59-centimetre load sill height
As is typical for commercial vehicles, there are many of these – so that customers can adapt the vehicle to their needs in terms of bodywork alone. The requirements of a craftsman differ from those of a delivery service or people carrier. One example is the sliding doors: in the Tourer they are standard on both sides, while the panel van only has one on the passenger side – the one on the driver’s side is optional. Both sliding doors offer an opening of 61 centimetres, in height just under 1.06 metres. Incidentally, the Citan does not offer the special opening on the passenger side without B-pillar of the Kangoo.
Further examples of customisation can be found on the rear door. The panel van has rear doors ex-works, both parts can be locked in a 90-degree position and swivelled to the side by up to 180 degrees. The rear door is optionally available with a heated window and windscreen wiper. Or the customer can opt for a tailgate. For the Tourer, it’s the other way round: the tailgate is standard, but a rear door is available as an option. Incidentally, the loading sill is 59 centimetres above the ground.

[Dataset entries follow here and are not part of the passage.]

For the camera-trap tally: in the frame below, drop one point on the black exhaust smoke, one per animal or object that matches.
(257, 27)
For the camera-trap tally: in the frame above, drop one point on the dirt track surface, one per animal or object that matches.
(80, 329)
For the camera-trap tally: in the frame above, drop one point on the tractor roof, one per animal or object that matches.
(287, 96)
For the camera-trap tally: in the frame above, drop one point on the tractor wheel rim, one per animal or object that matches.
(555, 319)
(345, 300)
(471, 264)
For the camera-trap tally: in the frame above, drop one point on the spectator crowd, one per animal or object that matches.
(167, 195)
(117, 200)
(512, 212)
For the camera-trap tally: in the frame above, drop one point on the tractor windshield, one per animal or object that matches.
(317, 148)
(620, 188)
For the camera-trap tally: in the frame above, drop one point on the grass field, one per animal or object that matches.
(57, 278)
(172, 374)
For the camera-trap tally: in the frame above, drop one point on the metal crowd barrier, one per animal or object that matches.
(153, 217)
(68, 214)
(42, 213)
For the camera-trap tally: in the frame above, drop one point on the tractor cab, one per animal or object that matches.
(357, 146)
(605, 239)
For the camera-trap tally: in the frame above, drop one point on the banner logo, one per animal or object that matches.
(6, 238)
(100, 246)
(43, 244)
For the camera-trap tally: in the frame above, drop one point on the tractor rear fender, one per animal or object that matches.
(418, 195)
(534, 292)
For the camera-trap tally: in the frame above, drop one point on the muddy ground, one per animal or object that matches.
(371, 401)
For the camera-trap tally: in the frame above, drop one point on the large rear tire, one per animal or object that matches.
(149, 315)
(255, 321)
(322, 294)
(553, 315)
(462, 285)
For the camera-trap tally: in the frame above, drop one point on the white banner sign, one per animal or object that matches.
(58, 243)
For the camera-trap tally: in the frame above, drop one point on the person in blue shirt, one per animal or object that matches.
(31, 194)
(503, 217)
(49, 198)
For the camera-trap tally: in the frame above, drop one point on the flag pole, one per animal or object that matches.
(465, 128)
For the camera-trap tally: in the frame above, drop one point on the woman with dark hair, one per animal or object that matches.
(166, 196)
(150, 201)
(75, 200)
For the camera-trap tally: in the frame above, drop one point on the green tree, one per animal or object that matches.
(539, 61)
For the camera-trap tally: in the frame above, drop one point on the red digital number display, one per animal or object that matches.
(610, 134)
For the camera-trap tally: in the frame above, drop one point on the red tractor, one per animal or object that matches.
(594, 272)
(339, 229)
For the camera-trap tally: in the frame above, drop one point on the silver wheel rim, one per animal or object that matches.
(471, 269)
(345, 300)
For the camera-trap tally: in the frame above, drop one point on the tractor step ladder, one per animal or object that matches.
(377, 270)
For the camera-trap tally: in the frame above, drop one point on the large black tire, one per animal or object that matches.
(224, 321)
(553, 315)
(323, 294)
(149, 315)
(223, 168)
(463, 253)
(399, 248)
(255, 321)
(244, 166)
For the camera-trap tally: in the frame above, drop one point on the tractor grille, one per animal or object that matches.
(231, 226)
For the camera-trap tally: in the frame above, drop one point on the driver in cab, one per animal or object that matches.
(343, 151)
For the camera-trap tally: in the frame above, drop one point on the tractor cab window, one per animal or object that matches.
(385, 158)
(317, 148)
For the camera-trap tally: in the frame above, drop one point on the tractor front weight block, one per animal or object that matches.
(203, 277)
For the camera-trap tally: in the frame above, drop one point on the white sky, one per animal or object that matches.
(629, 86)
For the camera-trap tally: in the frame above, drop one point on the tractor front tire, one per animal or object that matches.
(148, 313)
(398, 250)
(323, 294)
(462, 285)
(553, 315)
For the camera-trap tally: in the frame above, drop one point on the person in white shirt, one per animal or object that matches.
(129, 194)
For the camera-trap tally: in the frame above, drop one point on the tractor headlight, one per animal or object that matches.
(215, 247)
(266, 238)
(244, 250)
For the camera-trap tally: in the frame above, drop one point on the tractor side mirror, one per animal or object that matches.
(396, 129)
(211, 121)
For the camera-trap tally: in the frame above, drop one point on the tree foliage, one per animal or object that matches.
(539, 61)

Instead of the 3.05-metre load compartment of the panel van, the Tourer offers a bench seat with three places. It can be divided 1/3 to 2/3 and folded down. There are no removable individual seats in the rear, as in the panel vans of the Stellantis brands. Mercedes-Benz has announced a trailer coupling for the eCitan. At present, the Stuttgart-based company does not provide any further information on towing capacity or drawbar load.
Combustion-powered Citan starts at 23,800 euros, prices of the eCitan not yet known
Mercedes also does not yet comment on the equipment of the eCitan in the announcement. The combustion models will be available in the “Base” and “Pro” lines. However, it seems that the eCitan will always be equipped to a higher standard than the simple combustion engine versions: On the press photos published by Mercedes, the MBUX system with touchscreen can always be seen in the interior of the eCitan, the simple radio does not seem to be available here.
As far as prices are concerned, there is not even the full list of combustion models at the premiere. Mercedes only mentions a base price of “probably” 23,800 euros, which would put the net list price relevant for commercial customers below 20,000 euros. Incidentally, with the base price of 23,800 euros Mercedes positions the Citan exactly at the value of the Renault Kangoo. However, it is not yet known how expensive the electric version of the French vehicle will be.
The eCitan, even as a tourer, is not intended for private customers. Here Mercedes will bring the EQT (for the combustion models as T-Class). The Swabians had already shown a Concept EQT, but this was considerably longer at 4.95 metres. Technical data were not available at that time. With the eVito, eVito Tourer and EQV, Mercedes has shown that they can certainly offer electric drives adapted for commercial and private customers. It is not yet known whether the EQT will have a different drive than the eCitan.